É, então, hora de cativar o coração, sorrateiramente, com palavras meigas,
    tal como galga a água corrente a ladeira da margem;
não hesites em louvar-lhe o rosto, os cabelos
    e os dedos esguios e o pé delicado;
dá deleite, mesmo às mais castas, o pregão da sua beleza;
    as donzelas cuidam da figura e ela dá-lhes prazer.


Sei bem de cor estas palavras, sei bem, tantas vezes as disse. Ensinava a arte de amar, eu, eu que julgava saber a arte de amar, eu tão ingénua, tão afinal sem nada saber, sem nada ter.
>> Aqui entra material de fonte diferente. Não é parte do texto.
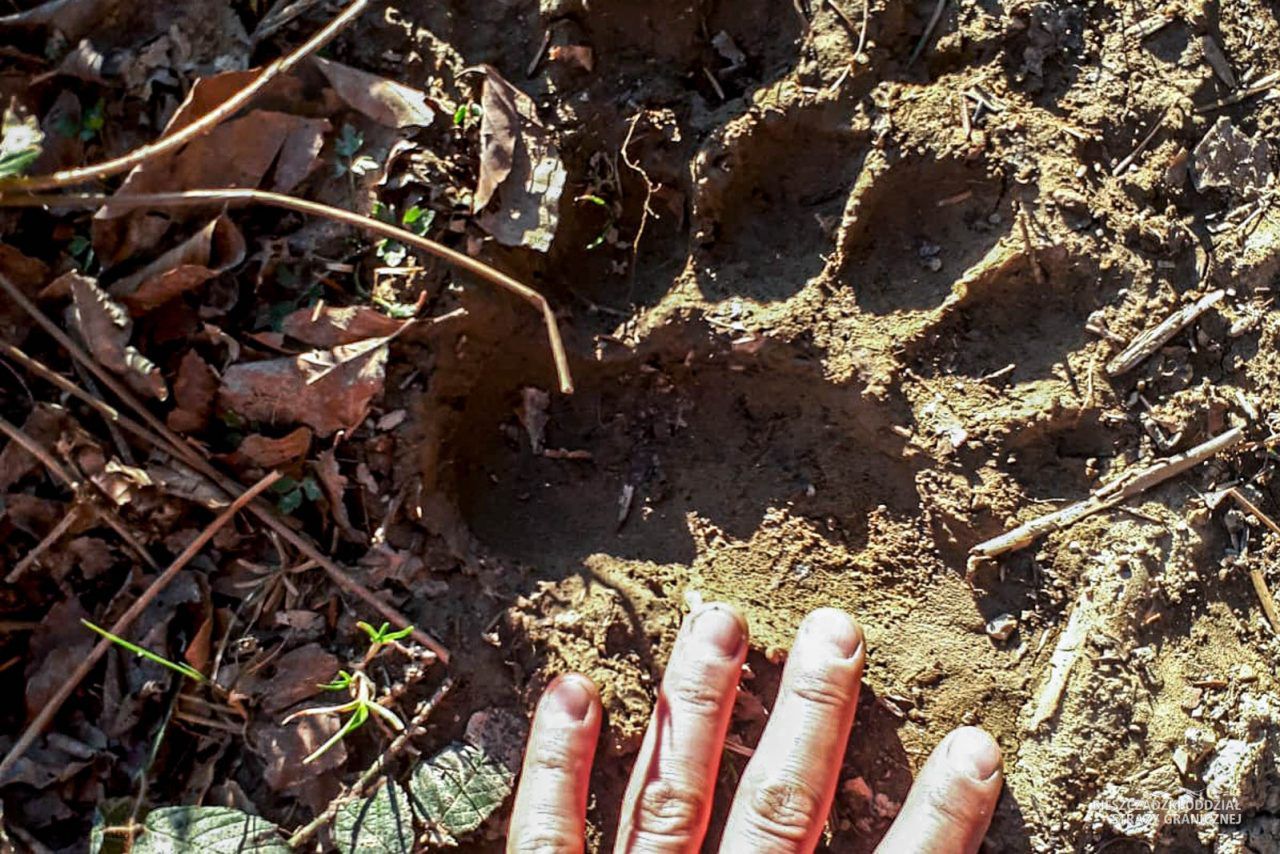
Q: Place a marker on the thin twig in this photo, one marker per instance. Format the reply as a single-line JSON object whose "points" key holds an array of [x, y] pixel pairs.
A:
{"points": [[928, 32], [63, 525], [371, 772], [176, 446], [1260, 581], [205, 123], [1152, 339], [196, 197], [122, 625], [1105, 497], [37, 451]]}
De que vale a beleza do corpo quando ela é tanta que ofusca tudo o resto? De que vale a juventude quando é tão efémera? De que vale a esperança quando é tão perecível?

Quase sem querer, como um autómato demente, continuo em surdina,


Se me perguntas quanto tempo deve ela queixar-se, magoada, pois que seja curto,
    não vá a raiva reunir forças, à custa da demora excessiva;
que os teus braços lhe envolvam, de pronto, a alvura do colo,
    e acolhe o seu pranto no teu regaço;
dá-lhe beijos enquanto chora, dá-lhe a experimentar os prazeres...
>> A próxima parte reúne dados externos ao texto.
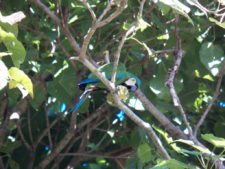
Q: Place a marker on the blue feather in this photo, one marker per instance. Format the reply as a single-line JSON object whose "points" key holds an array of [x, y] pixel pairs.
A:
{"points": [[80, 102], [95, 80]]}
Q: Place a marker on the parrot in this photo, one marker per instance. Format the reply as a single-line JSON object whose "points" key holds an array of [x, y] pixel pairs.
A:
{"points": [[124, 80]]}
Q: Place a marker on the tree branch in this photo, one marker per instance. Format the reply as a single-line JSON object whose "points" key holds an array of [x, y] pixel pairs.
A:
{"points": [[170, 81], [215, 95], [163, 120]]}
Mas interrompo-me, ninguém me ouve, nenhuns braços virão para me envolver, nenhuns beijos virão afastar os meus prantos. Tanta a demora, tão excessiva a demora.

Já não tenho a quem ensinar, eu que nada sei. Vazia. Vazia eu numa casa vazia, tão fria, tão escura. Vazia. 
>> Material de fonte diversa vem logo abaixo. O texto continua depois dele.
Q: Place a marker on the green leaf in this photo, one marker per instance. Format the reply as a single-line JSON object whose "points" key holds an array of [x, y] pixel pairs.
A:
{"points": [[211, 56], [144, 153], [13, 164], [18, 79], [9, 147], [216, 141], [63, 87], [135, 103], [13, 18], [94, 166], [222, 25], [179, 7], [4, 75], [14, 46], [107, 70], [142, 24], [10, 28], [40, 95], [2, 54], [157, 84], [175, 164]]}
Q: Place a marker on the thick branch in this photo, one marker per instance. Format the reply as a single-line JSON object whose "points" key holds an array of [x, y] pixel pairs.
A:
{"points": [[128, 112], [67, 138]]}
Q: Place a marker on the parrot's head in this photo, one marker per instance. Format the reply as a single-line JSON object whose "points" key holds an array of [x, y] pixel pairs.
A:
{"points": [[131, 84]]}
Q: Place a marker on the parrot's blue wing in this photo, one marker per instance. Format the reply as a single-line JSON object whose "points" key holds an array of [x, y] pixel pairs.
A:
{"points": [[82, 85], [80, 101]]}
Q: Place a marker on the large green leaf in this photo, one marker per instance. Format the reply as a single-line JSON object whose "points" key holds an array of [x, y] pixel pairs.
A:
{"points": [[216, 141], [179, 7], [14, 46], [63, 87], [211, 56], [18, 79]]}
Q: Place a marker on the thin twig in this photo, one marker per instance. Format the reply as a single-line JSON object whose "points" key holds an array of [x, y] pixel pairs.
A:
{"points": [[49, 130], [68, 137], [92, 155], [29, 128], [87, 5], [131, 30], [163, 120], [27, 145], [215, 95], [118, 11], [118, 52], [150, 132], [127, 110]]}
Olho-me no espelho enevoado. Procuro uma companhia nem que seja a companhia daquela que me olha no espelho. 




Choro. E a mulher que me olha chora também. Tem vinte, trinta, quarenta anos, não sei, mas chora como eu. Trazia já a solidão no olhar. A minha vida perdeu-se algures por aí e eu não dei por nada.


*

Este texto é a continuação do que escrevi ontem (e, aos que me preferem num registo mais animado, não sei o que dizer, talvez apenas que isto tem dias...). 

A música é Baby, I'm a fool e é, uma vez mais no Um Jeito Manso, Melody Gardot.

Catherine Deneuve aqui é fotografada por Jeanloup Sieff, Richard Avedon (a antepenúltima) e Helmut Newton (a penúltima). Não conheço a autoria da última.

Não identifico o texto transcrito, a itálico. Deixo para que adivinhem.

*

Como escrevi nos comentários de ontem não me foi possível hoje nem responder aos comentários - e tanto que o queria fazer, tão interessantes e generosos eles são - nem escrever no Ginjal, facto pelo qual me penitencio. Aceitem, por favor, as minhas desculpas. Tentarei fazê-lo amanhã.

E, por hoje, nada mais. Apenas, ainda, desejar-vos um dia muito feliz.